Question: Use the table below to answer the questions below. The following prices are for call and put options on a stock priced at $50.25. The
Use the table below to answer the questions below.
The following prices are for call and put options on a stock priced at $50.25. The March options have 90 days remaining and the June options have 180 days remaining. In your profit answers below, assume that each transaction is scaled by 100, reflecting the size of option contracts.
|
| Calls | Puts | ||
| Strike | March | June | March | June |
| 45 | 6.85 | 8.45 | 1.20 | 2.15 |
| 50 | 3.90 | 5.60 | 3.15 | 4.20 |
| 55 | 1.95 | 3.60 | 6.15 | 7.00 |
a) (10 pts) You think the stock price will end up in the $49 to $51 range around mid March. Selecting from the March call options only, which option strategy from Chapter 7 would you recommend to provide a profit from this low-volatility forecast? What would be your option transactions be to set up this spread? What would be your maximum possible profit from this strategy?

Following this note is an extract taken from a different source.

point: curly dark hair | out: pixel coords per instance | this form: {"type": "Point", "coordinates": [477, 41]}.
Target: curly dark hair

- (10 pts) Different Scenario: You think the stock price will fall modestly and end up around $$44-$45 by mid-June. Selecting from the June put options only, what option strategy would you recommend from Chapter 7 and what would your option transactions be to set it up?
-What would be your profit, in dollars, if the stock price turned out to be $44 at option expiration?
-What is the breakeven terminal stock price for this strategy?